Tell No One
- First edition (UK)
- Author: Harlan Coben
- Language: English
- Genre: Mystery, thriller
- Published: April 2001 Orion (UK) June 2001 Dell (US)
- Publication place: United States
- Media type: Print (hardback & paperback)
- Pages: 320 pp (Orion/paperback), 400 pp (Dell/paperback)
- ISBN: 0-7528-4471-7 (Orion), 0-440-23670-3 (Dell)
- OCLC: 47938690

= Tell No One (novel) =

2001 thriller novel by Harlan Coben

Tell No One is a 2001 thriller novel by American writer Harlan Coben.

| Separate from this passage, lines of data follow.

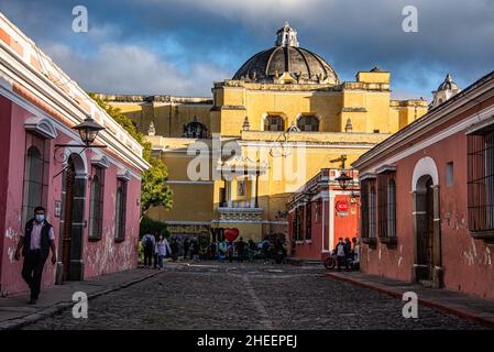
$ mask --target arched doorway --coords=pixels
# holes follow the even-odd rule
[[[62,267],[59,278],[64,280],[84,279],[84,228],[86,201],[86,167],[80,155],[68,157],[63,176],[62,219],[59,256]]]
[[[431,287],[442,287],[441,224],[436,164],[420,160],[414,170],[414,278]]]

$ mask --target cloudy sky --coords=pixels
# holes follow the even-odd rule
[[[89,31],[72,31],[75,6]],[[418,10],[405,33],[404,7]],[[447,73],[466,87],[494,70],[491,0],[0,0],[3,12],[85,89],[210,96],[285,21],[341,80],[380,66],[395,98],[425,97]]]

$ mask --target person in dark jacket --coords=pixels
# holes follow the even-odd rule
[[[154,265],[156,267],[155,248],[156,238],[152,233],[146,233],[141,239],[142,248],[144,249],[144,267],[150,268],[151,262],[154,258]]]
[[[184,261],[187,260],[188,249],[190,248],[190,241],[188,239],[184,240]]]
[[[352,258],[352,242],[350,242],[349,238],[344,239],[344,251],[345,251],[344,261],[347,262],[347,266],[349,266]]]
[[[15,260],[22,256],[22,278],[30,287],[30,304],[34,305],[40,296],[43,267],[52,251],[52,264],[56,263],[55,234],[53,226],[46,221],[45,208],[36,207],[34,218],[25,224],[24,234],[21,234],[15,250]]]
[[[348,268],[347,262],[347,245],[343,242],[343,239],[340,238],[338,240],[338,244],[334,248],[334,253],[337,255],[338,271],[341,271],[341,266],[344,265]]]
[[[239,242],[237,242],[237,261],[239,263],[243,263],[244,256],[245,256],[245,242],[243,242],[243,238],[240,238]]]

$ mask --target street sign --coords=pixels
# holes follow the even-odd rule
[[[348,212],[348,202],[343,200],[337,201],[337,211],[338,212]]]

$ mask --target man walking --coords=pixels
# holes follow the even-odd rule
[[[141,244],[144,249],[144,267],[151,267],[151,261],[155,255],[156,239],[153,234],[146,233],[142,237]]]
[[[239,242],[237,242],[237,261],[239,263],[243,263],[244,256],[245,256],[245,242],[243,242],[243,238],[240,238]]]
[[[347,258],[347,245],[343,242],[343,239],[340,238],[338,241],[337,246],[334,248],[334,252],[337,254],[337,262],[338,262],[338,271],[341,272],[341,265],[344,264],[348,268],[348,262]]]
[[[25,232],[15,250],[15,260],[24,257],[22,278],[31,290],[30,304],[34,305],[40,296],[43,267],[52,250],[52,264],[56,263],[55,234],[53,227],[45,218],[45,208],[36,207],[34,218],[25,224]]]

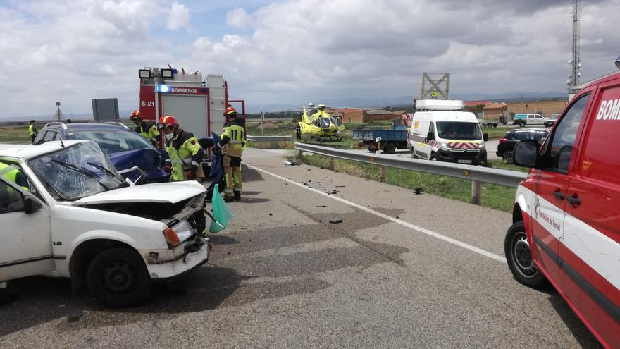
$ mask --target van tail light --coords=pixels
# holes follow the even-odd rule
[[[176,246],[181,243],[179,236],[172,228],[163,231],[163,236],[166,237],[166,242],[173,246]]]

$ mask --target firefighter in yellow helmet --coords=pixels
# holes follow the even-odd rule
[[[39,130],[37,130],[37,126],[35,125],[34,120],[30,120],[30,125],[28,126],[28,134],[30,135],[30,143],[35,144],[35,138],[39,135]]]
[[[329,118],[329,114],[325,111],[325,104],[316,106],[317,111],[312,114],[312,120],[320,118]]]
[[[193,133],[179,128],[179,122],[172,115],[159,118],[157,128],[163,133],[163,144],[170,159],[165,168],[172,172],[170,180],[194,180],[204,177],[200,166],[204,150]]]
[[[135,128],[134,128],[135,131],[140,133],[141,136],[149,140],[156,147],[159,145],[159,131],[157,130],[157,128],[155,125],[147,123],[146,121],[142,120],[142,115],[139,110],[133,111],[133,113],[131,114],[131,116],[129,118],[133,121],[133,123],[136,125]]]
[[[28,180],[26,179],[26,177],[23,173],[22,173],[22,171],[17,167],[14,167],[4,162],[0,162],[0,176],[4,177],[20,187],[22,187],[22,189],[27,192],[30,190],[28,186]],[[12,190],[9,188],[9,190]]]
[[[224,200],[241,200],[241,155],[245,150],[245,129],[242,121],[237,117],[235,108],[226,108],[226,123],[220,142],[213,146],[222,149],[222,165],[225,173],[226,188]]]

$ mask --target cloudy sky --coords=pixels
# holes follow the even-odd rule
[[[137,108],[137,70],[221,73],[249,105],[564,91],[570,0],[0,0],[0,118]],[[620,0],[583,0],[582,81],[613,71]]]

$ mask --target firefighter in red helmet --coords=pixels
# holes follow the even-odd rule
[[[163,134],[163,144],[170,159],[166,161],[166,171],[171,171],[171,180],[194,180],[204,177],[200,163],[204,150],[193,133],[179,128],[179,122],[172,115],[159,118],[157,128]]]
[[[245,149],[245,129],[242,121],[237,117],[237,111],[231,106],[225,112],[226,123],[220,142],[213,148],[221,148],[222,164],[225,173],[226,188],[224,200],[241,200],[241,155]]]
[[[142,120],[142,115],[138,110],[133,111],[133,113],[131,114],[131,116],[130,116],[129,118],[133,121],[133,123],[136,125],[134,130],[140,133],[141,136],[151,141],[151,142],[153,143],[153,145],[156,147],[159,142],[158,140],[159,139],[159,132],[157,130],[157,128],[155,125],[147,123],[146,121]]]

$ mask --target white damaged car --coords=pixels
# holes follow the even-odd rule
[[[74,290],[85,283],[104,305],[123,307],[144,300],[152,282],[207,262],[198,182],[134,186],[90,141],[0,145],[0,162],[23,175],[19,185],[0,175],[0,288],[67,277]]]

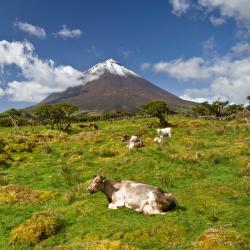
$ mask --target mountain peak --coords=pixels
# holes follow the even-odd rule
[[[88,79],[88,80],[89,79],[98,79],[102,75],[104,75],[105,73],[110,73],[110,74],[118,75],[121,77],[129,77],[129,76],[140,77],[135,72],[127,69],[119,62],[117,62],[113,59],[108,59],[104,62],[96,64],[95,66],[93,66],[89,70],[85,71],[83,73],[82,79]]]
[[[116,63],[116,64],[120,64],[119,62],[113,60],[112,58],[106,60],[105,63]]]

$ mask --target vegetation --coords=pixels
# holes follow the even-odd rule
[[[60,225],[60,218],[51,211],[35,213],[25,223],[12,229],[11,243],[35,245],[55,234]]]
[[[249,249],[249,125],[169,120],[173,135],[162,145],[146,126],[157,118],[97,121],[98,130],[73,123],[70,133],[1,128],[0,154],[10,159],[0,164],[0,249]],[[145,147],[128,150],[120,137],[139,132]],[[159,186],[180,208],[110,210],[103,194],[85,191],[96,174]]]
[[[153,101],[146,105],[142,105],[141,109],[144,113],[157,117],[161,127],[166,127],[168,125],[167,115],[169,113],[169,108],[165,102]]]

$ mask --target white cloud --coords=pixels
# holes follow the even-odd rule
[[[69,29],[67,25],[63,25],[62,29],[58,32],[54,33],[55,36],[66,38],[78,38],[82,35],[82,31],[80,29]]]
[[[151,67],[151,63],[143,63],[143,64],[141,64],[141,69],[142,70],[146,70],[146,69],[149,69],[150,67]]]
[[[201,44],[202,52],[206,57],[217,57],[216,43],[213,37],[210,37]]]
[[[4,96],[4,90],[2,88],[0,88],[0,97]]]
[[[199,0],[198,4],[210,10],[218,9],[222,17],[250,21],[249,0]]]
[[[122,51],[122,55],[124,58],[128,58],[133,52],[131,50]]]
[[[4,95],[13,101],[39,102],[52,92],[83,83],[79,81],[82,72],[68,65],[55,66],[52,60],[40,59],[34,46],[26,41],[0,41],[0,67],[4,70],[6,65],[16,65],[24,79],[9,82],[4,88]]]
[[[169,0],[169,2],[175,15],[180,16],[189,10],[200,10],[215,26],[223,24],[228,18],[233,18],[240,30],[250,32],[249,0]],[[218,12],[218,15],[214,16],[214,11]]]
[[[246,53],[246,51],[248,53]],[[233,103],[245,103],[250,95],[250,44],[238,43],[223,57],[205,60],[202,57],[159,62],[151,66],[179,81],[199,82],[206,88],[186,89],[182,98],[215,100],[218,97]]]
[[[152,67],[157,73],[166,73],[182,81],[205,80],[211,74],[205,60],[201,57],[193,57],[186,61],[182,58],[170,62],[162,61],[154,64]]]
[[[20,22],[17,21],[14,23],[14,26],[17,27],[19,30],[29,33],[30,35],[36,36],[38,38],[46,38],[46,31],[33,24],[27,22]]]
[[[173,7],[172,13],[176,16],[186,13],[191,7],[189,0],[170,0],[169,2]]]
[[[231,50],[238,56],[246,56],[250,54],[250,44],[247,42],[240,42],[233,46]]]
[[[220,26],[226,22],[226,19],[224,17],[211,16],[209,17],[209,20],[214,26]]]

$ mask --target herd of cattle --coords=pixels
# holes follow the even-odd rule
[[[171,128],[157,129],[154,142],[162,143],[171,137]],[[121,141],[127,142],[129,149],[142,147],[143,141],[138,136],[124,135]],[[94,176],[87,191],[90,194],[102,192],[106,195],[110,209],[127,207],[145,215],[165,214],[175,209],[178,204],[174,196],[159,187],[137,183],[131,180],[108,180],[103,176]]]
[[[158,136],[154,138],[154,142],[163,143],[166,137],[171,137],[171,128],[158,128],[156,129]],[[122,142],[127,142],[127,148],[140,148],[144,146],[144,142],[136,135],[124,135],[121,138]]]

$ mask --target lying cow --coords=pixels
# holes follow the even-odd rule
[[[139,139],[138,136],[136,136],[136,135],[132,135],[132,136],[124,135],[124,136],[121,138],[121,141],[122,141],[122,142],[139,142],[140,139]]]
[[[154,142],[157,142],[159,144],[163,143],[164,142],[164,136],[163,135],[160,135],[160,136],[157,136],[154,138]]]
[[[110,209],[125,206],[145,215],[152,215],[165,214],[177,207],[177,201],[171,193],[134,181],[111,181],[102,176],[95,176],[87,191],[90,194],[103,192]]]
[[[157,128],[158,135],[162,135],[164,137],[171,137],[171,128]]]
[[[133,148],[140,148],[144,146],[144,142],[138,138],[136,135],[124,135],[121,138],[122,142],[127,142],[127,148],[133,149]]]

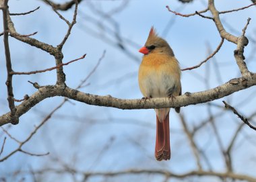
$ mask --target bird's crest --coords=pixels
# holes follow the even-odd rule
[[[156,33],[156,30],[154,28],[154,26],[152,26],[150,28],[150,34],[148,35],[148,37],[152,38],[152,37],[156,37],[156,36],[157,36],[157,34]]]

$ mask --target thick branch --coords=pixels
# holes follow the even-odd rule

This was Coben's third stand-alone novel and first since 1991, his previous seven books having all been part of the Myron Bolitar series. Said Coben, "I came up with a great idea that simply would not work for Myron."

The book was Coben's first novel to appear on The New York Times Best Seller list. It was also adapted into a French film with the same title in 2006 (Ne le dis à personne).

==Plot summary==
David and Elizabeth Beck, both 25 years old and married for less than a year, are celebrating the anniversary of their first kiss at a secluded lake when Elizabeth is abducted and later murdered. Although the killer is found and prosecuted, David never gets over the tragic incident. On the eighth anniversary of Elizabeth's death, two long-dead bodies are unearthed at the same lake where the kidnapping occurred. In addition, David receives a shocking email from an unidentified source that mentions a phrase only David and Elizabeth should know.

==Awards==
The novel was nominated for the 2002 Anthony Award, Macavity Award, Edgar Award and Barry Award.